Atasi Inflasi Dirikan dua Perusahaan Daerah

Bupati OKU Timur HM Kholid MD

KABAROKUTIMUR.COM | OKU TIMUR – Untuk  mengatasi Inflasi yang terjadi di Bumi Sebiduk Sehaluan, Bupati OKU Timur HM Kholid Mawardi SSos MSi dirinya sudah menyiapkan dua inovasi khusus. Inovasi tersebut sudah disiapkan untuk mengendalikan inflasi di tahun 2019. Hal ini diungkapkan Bupati saat memimpin rapat koordinasi Tim Pengendali Inflasi Daerah (TIPD) di ruang Bina Praja II.

Menurut Bupati OKU Timur saat dibincangi wartawan seusai rapat mengatakan, dua formula khusus tersebut adalah mendirikan dua Perusahaan Daerah (PD). Serta yang harus diantisipasi atau berpotensi mengakibatkan inflasi tinggi diantaranya beras, daging, sayur mayur, bawang merah putih. Oleh karena itu langkah yang diambil dinilai sangat tepat dengan mendirikan Perusahaan Daerah yang berkaitan dengan penyebab terjadinya inflasi tersebut.
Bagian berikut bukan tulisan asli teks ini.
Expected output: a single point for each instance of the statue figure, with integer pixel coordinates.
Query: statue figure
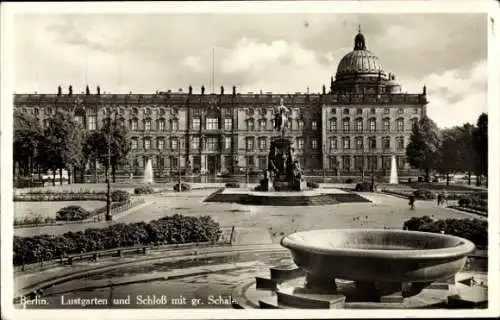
(281, 117)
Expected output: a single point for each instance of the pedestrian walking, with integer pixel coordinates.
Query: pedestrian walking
(412, 202)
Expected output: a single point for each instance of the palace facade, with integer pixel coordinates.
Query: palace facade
(357, 125)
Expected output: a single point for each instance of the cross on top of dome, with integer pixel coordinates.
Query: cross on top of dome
(359, 40)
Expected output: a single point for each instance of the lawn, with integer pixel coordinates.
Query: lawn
(49, 208)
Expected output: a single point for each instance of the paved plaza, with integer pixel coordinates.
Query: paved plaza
(268, 222)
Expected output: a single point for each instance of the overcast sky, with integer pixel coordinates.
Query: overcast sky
(282, 53)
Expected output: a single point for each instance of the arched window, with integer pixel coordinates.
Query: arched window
(400, 124)
(359, 124)
(345, 124)
(372, 124)
(346, 143)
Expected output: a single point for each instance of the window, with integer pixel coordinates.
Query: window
(346, 162)
(373, 125)
(345, 124)
(228, 124)
(387, 125)
(262, 124)
(400, 162)
(400, 141)
(314, 125)
(332, 124)
(358, 162)
(400, 124)
(195, 143)
(262, 143)
(79, 120)
(249, 144)
(147, 124)
(92, 123)
(314, 143)
(212, 144)
(249, 160)
(301, 124)
(212, 124)
(359, 143)
(414, 121)
(196, 123)
(333, 162)
(227, 143)
(372, 163)
(300, 143)
(160, 143)
(346, 143)
(359, 124)
(333, 143)
(386, 143)
(133, 124)
(250, 125)
(175, 124)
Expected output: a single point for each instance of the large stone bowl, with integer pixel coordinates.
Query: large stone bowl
(374, 255)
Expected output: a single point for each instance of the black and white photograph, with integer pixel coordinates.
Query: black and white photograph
(164, 160)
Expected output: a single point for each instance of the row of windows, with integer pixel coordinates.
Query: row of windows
(359, 142)
(372, 124)
(371, 162)
(359, 111)
(209, 143)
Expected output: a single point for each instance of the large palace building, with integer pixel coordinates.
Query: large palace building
(358, 124)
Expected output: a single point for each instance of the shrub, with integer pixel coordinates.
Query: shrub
(423, 194)
(312, 184)
(184, 187)
(474, 230)
(144, 190)
(168, 230)
(364, 186)
(120, 195)
(72, 213)
(233, 184)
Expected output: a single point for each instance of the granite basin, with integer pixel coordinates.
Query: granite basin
(375, 255)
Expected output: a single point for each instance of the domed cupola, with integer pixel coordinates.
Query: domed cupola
(359, 62)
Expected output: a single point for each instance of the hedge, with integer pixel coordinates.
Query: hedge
(174, 229)
(475, 230)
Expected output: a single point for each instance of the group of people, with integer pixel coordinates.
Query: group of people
(441, 200)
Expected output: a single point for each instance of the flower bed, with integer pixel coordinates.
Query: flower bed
(475, 230)
(168, 230)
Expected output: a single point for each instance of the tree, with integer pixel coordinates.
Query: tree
(480, 142)
(26, 141)
(62, 142)
(422, 150)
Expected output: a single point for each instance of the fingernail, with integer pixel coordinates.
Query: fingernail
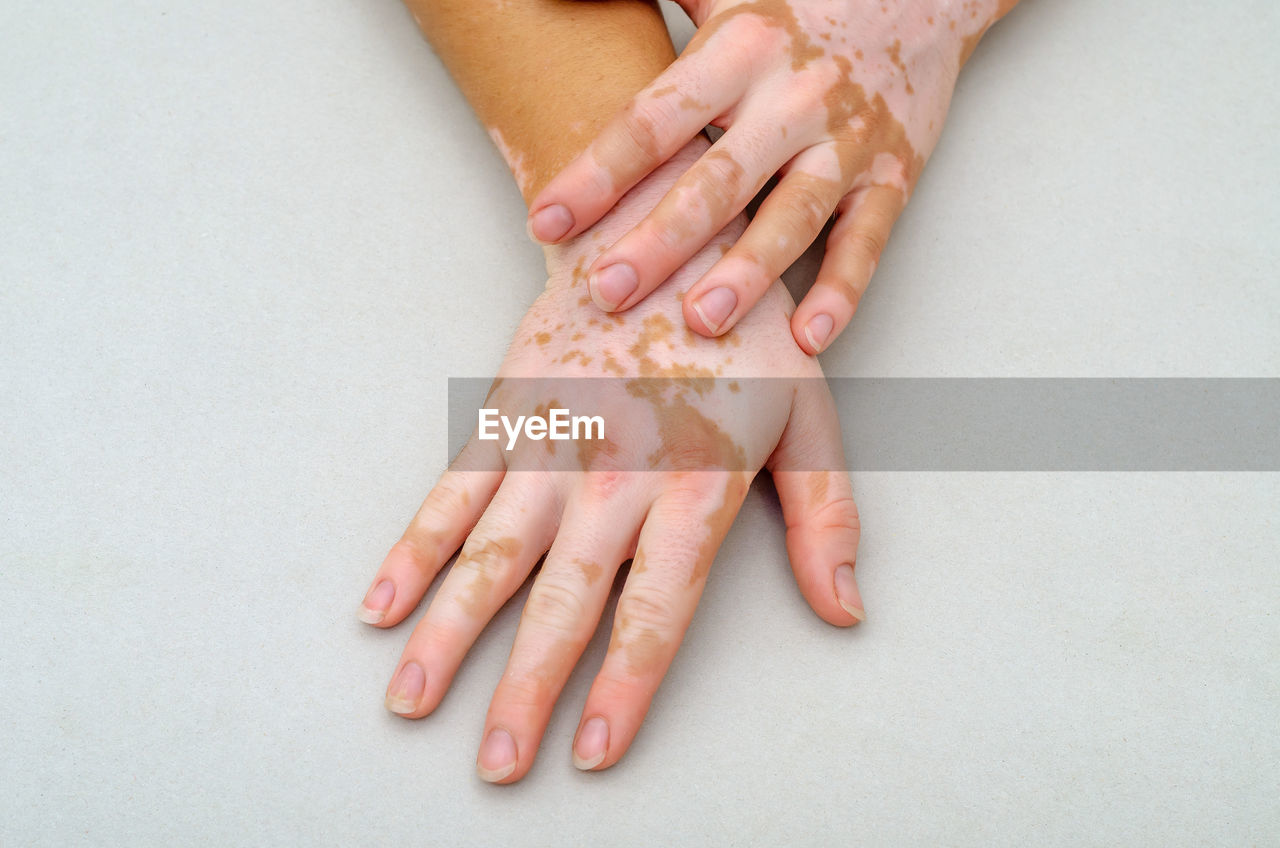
(612, 285)
(714, 306)
(406, 689)
(846, 592)
(374, 607)
(551, 223)
(592, 743)
(497, 756)
(818, 329)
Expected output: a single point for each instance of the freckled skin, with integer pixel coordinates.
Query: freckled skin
(845, 100)
(668, 518)
(485, 556)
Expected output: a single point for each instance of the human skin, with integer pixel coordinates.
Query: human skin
(667, 507)
(844, 99)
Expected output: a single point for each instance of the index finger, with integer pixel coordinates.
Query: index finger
(649, 131)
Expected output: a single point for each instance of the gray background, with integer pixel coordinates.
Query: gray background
(243, 246)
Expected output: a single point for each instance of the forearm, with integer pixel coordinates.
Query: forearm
(543, 76)
(986, 21)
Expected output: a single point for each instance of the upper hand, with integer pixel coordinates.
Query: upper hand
(844, 99)
(663, 488)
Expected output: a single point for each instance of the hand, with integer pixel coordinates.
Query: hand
(844, 99)
(664, 488)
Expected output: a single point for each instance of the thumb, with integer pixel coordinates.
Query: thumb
(818, 506)
(695, 9)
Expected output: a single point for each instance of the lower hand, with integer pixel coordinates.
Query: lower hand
(664, 489)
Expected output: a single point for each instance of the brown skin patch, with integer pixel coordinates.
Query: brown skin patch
(590, 571)
(718, 524)
(647, 652)
(895, 51)
(590, 450)
(773, 13)
(544, 410)
(503, 74)
(818, 483)
(485, 557)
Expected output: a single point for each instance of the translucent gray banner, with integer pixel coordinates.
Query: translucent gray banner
(887, 424)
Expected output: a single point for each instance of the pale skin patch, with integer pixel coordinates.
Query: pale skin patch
(886, 72)
(483, 559)
(590, 571)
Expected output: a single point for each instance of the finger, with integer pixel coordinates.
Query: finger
(787, 222)
(818, 506)
(677, 546)
(444, 519)
(695, 9)
(508, 539)
(699, 205)
(560, 618)
(853, 251)
(657, 123)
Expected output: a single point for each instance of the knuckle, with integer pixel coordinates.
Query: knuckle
(602, 484)
(645, 607)
(524, 689)
(809, 205)
(643, 123)
(867, 244)
(556, 605)
(753, 33)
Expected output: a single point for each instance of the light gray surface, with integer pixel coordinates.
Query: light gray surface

“Kita akan mendirikan Perusahaan Daerah Pasar dan Perusahaan Daerah Pergudangan atau logistik. Pendirian Perusahaan Daerah ini berdasarkan rekomendasi dari hasil penelitian yang dilakukan Institut Gajah Mada (IGM) di OKU Timur. Karena untuk mengendalikan inflasi kita harus berani melakukan terobosan. Kedua perusahaan daerah yang didirikan tersebut akan dikelola secara modern dan harus untung. Apalagi potensi pasar memang ada. Saya minta PD yang dibentuk untuk berbisnis, menjaga ketersediaan stok serta menjaga kestabilan harga,” katanya.

Untuk PD Pasar lanjut Kholid, harus mencari keuntungan namun tetap menjaga kestabilan harga pasar. Sebagai contoh selama ini pasokan telur di OKU Timur dikuasai oleh oknum pengusaha sehingga jika ketersediaan stok menipis pasti akan menaikkan harga. Maka dengan hadirnya PD Pasar bisa menyetok telur atau kebutuhan lain di PD Pergudangan, saat harga naik tentu bisa langsung distabilkan dengan ketersediaan pasokan yang ada.

“Disamping itu di pergudangan yang kita buatkan perusahaan daerah, juga mampu menyerap beras petani saat musim panen. Selama ini saat panen beras petani selalu dibawa keluar OKU Timur dengan harga murah. Akibatnya saat harga naik atau massa paceklik petani tidak menikmati kenaikan harga. Kehadiran perusahaan daerah pergudangan bukan untuk bersaing dengan Bulog, tapi bersama-sama menjaga kestabilan harga,” ucapnya.

Ketika ditanya kedua perusahaan Daerah yang didirikan tersebut akan dikelola oleh pemerintah atau tidak, secara tegas Kholid mengatakan bahwa PD Pasar dan PD Pergudangan akan dikelola secara profesional diluar pemerintahan. “Pastinya (dikelola) profesional, untuk siapa yang akan mengelola akan dilakut fit and proper test,” pungkasnya.